Después de tres meses descubrí que mi ojo izquierdo fallaba y según los especialistas era un daño irreversible a causa de un golpe en la cabeza que afectó mi cerebro. Hoy solo veo sombras. La enfermedad no me limitó, al contrario, me impulsó a cumplir mi sueño de ser el mejor barman de Colombia. Fui campeón cinco veces seguidas —de 2007 a 2011— de los concursos nacionales de cocteles, que me han dado la posibilidad de viajar y conocer el mundo.

Estuve trabajando durante 17 años con el Club y ahora soy uno de los instructores más importantes del Sena. Durante mi estancia en El Nogal creé el trago más representativo de la casa, el coctel Yala, que es a base de ginebra, vodka, crema de coco y uchuvas.

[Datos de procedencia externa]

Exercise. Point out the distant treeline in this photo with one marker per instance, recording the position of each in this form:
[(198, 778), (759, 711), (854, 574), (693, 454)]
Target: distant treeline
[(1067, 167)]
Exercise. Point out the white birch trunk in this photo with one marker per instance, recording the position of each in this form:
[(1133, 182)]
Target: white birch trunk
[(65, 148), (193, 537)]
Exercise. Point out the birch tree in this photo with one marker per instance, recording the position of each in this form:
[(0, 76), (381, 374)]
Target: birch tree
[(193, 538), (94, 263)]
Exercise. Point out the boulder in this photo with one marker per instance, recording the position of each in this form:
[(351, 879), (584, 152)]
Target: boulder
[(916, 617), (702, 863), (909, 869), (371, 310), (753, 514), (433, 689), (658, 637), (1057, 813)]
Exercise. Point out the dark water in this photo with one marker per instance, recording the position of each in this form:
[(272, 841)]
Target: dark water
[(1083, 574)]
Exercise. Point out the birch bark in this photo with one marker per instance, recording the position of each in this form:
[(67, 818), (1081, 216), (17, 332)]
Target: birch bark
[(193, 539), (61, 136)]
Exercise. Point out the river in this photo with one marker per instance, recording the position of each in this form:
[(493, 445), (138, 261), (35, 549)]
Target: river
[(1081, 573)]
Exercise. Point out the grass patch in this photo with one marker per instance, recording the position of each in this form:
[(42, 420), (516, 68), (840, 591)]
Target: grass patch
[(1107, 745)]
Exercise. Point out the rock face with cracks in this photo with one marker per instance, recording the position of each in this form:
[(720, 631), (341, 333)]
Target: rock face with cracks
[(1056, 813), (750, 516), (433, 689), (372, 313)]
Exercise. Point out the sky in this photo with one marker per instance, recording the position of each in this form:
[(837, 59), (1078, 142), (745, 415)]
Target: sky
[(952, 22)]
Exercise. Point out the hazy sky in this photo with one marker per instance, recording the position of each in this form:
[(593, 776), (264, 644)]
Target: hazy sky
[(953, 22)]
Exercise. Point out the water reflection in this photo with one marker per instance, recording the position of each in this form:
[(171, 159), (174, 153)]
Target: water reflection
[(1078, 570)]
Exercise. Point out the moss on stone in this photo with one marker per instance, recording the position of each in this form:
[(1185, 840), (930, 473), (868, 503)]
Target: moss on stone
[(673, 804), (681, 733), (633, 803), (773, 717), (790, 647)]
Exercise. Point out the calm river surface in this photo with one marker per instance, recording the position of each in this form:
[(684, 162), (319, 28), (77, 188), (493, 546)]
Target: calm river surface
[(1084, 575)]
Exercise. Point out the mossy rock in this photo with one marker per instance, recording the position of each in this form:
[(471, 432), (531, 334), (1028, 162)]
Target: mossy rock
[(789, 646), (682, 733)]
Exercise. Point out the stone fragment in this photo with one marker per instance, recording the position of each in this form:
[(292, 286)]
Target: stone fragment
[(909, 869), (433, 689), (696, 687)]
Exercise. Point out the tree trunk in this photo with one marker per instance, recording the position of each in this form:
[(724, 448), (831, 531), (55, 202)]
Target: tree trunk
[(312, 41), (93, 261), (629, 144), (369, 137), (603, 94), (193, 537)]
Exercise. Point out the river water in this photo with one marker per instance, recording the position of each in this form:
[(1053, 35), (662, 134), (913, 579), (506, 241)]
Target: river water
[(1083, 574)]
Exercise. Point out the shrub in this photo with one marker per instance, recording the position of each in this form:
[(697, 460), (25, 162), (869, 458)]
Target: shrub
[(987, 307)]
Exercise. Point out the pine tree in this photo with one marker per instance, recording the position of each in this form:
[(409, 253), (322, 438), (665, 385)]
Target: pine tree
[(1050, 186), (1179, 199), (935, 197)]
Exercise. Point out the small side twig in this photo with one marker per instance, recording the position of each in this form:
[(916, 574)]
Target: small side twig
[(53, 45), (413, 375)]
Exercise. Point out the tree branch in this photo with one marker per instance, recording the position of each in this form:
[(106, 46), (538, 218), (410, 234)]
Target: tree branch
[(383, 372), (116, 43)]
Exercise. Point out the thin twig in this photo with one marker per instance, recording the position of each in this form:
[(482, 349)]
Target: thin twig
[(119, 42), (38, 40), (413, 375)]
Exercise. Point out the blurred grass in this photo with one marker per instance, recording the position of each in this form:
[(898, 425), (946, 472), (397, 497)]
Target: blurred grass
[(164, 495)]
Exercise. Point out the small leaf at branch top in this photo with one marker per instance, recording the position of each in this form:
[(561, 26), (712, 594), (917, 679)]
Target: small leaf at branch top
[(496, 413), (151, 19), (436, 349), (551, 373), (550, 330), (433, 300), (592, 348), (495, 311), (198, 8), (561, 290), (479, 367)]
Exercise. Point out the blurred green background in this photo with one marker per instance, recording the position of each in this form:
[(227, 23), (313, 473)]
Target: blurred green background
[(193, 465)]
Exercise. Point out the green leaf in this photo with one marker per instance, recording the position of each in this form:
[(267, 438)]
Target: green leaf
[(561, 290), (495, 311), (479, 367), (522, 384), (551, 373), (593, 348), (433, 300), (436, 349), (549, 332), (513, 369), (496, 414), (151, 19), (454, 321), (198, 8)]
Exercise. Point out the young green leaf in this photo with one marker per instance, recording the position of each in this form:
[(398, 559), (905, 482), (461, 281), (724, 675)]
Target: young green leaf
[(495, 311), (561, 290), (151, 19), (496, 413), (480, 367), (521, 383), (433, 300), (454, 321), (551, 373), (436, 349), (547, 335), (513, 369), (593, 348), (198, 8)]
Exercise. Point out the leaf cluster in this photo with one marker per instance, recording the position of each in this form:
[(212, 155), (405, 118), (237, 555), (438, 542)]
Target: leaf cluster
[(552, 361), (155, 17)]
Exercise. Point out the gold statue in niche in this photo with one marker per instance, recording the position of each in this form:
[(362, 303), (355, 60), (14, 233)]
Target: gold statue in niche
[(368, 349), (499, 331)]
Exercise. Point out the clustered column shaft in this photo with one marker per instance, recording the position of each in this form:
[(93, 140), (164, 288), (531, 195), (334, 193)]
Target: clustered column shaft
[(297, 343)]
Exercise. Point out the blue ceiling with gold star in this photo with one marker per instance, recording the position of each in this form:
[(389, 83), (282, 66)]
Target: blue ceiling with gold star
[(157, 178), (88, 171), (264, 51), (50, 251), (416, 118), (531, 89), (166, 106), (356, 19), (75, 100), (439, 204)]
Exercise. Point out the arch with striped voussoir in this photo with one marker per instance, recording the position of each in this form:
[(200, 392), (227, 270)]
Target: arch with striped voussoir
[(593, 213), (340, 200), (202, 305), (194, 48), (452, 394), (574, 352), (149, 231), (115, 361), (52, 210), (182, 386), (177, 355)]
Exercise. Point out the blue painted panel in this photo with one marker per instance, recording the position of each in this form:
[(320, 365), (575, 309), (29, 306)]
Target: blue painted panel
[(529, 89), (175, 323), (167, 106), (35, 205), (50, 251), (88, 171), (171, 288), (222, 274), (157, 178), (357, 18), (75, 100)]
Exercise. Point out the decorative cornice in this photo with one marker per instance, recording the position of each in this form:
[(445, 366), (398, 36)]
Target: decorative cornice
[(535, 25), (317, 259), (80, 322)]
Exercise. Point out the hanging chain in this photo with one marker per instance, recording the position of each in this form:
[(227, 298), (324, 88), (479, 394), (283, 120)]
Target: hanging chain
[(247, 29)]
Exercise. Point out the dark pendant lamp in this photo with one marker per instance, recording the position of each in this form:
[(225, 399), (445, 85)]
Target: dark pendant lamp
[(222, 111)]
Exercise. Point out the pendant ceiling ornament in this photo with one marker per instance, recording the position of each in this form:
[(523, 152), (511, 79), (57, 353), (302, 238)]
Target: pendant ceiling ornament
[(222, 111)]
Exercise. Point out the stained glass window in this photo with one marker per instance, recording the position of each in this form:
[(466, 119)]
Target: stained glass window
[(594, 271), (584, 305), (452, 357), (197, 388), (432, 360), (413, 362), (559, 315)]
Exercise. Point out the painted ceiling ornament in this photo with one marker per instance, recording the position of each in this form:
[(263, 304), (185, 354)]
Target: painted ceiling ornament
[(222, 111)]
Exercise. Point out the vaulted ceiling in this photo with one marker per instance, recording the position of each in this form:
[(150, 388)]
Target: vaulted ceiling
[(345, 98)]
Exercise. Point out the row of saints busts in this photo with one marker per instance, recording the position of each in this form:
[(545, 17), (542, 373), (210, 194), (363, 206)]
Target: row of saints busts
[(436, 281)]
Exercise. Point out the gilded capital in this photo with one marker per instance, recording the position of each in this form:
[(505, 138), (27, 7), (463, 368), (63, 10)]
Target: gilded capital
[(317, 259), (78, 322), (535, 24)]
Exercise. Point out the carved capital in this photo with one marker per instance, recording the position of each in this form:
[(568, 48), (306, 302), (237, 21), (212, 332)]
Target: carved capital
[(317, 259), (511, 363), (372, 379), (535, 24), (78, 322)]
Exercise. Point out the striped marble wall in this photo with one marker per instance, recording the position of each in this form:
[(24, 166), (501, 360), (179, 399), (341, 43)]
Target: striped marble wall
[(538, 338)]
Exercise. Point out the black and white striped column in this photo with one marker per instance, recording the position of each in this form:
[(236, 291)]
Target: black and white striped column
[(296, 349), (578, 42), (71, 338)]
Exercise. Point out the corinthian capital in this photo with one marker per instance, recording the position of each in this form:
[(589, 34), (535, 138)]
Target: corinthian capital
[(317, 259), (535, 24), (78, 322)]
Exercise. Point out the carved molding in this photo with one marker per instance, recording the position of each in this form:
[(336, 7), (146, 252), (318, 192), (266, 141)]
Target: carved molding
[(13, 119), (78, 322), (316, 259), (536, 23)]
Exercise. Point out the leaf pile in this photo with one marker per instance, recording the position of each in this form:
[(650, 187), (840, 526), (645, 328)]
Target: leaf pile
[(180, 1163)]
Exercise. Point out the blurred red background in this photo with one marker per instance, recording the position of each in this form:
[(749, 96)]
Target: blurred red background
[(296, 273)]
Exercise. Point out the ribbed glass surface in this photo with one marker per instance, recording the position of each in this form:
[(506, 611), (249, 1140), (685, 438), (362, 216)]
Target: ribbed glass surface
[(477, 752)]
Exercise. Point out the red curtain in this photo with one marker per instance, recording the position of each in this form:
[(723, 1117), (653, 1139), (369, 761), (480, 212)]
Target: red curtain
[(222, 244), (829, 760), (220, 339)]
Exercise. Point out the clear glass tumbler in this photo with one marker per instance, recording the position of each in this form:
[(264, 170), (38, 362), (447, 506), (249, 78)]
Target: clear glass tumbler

Recordar esos momentos de El Nogal me sirve para superar los trágicos momentos que me impactaron y para algún día lograr escuchar un locutor de radio que me remonta a esa tenebrosa noche del 7 de febrero de 2003”.
 

Freddy Medina, Botones

“Por cosas del destino me tocó cubrir el turno de la noche de uno de mis compañeros. Es como si Dios hubiese querido que yo estuviera en esos momentos para ayudar y ser servicial con la gente que lo necesitaba.

Cuando explotó el carro bomba, por fortuna no estaba al interior de la recepción del hotel de El Nogal. Vi desde afuera una llamarada que se empezó a expandir por todo el edificio. Inmediatamente volví a entrar al club para ayudar a la gente. Sin pensarlo, empecé a subir pisos y a recoger personas para llevarlas a la calle.
Cuando llegaron los organismos de socorro, recorrí el edificio en tres oportunidades junto a los bomberos, buscando a personas que estuvieran vivas. Nunca supe a cuánta gente le colaboré porque hay momentos que ni yo mismo recuerdo. Muchos socios y empleados aún me agradecen porque, al parecer, les salvé la vida.

La primera vez que me negaron la entrada al edificio los organismos de socorro por la carrera 7ª, empecé a dar la vuelta para entrar por la carrera 5ª o buscar cualquier pared destruida que me permitiera reingresar. Cuando iba por la calle, me encontré con una persona que habían dado por muerta. Me asusté demasiado.
Sin recordar que no me había comunicado con mi familia, terminé con mi labor sobre las cuatro de la madrugada. Aún me agobia recordar esa noche, porque lo primero que se me viene a la cabeza es la imagen de una persona muerta en el fondo de uno de los huecos de los ascensores”.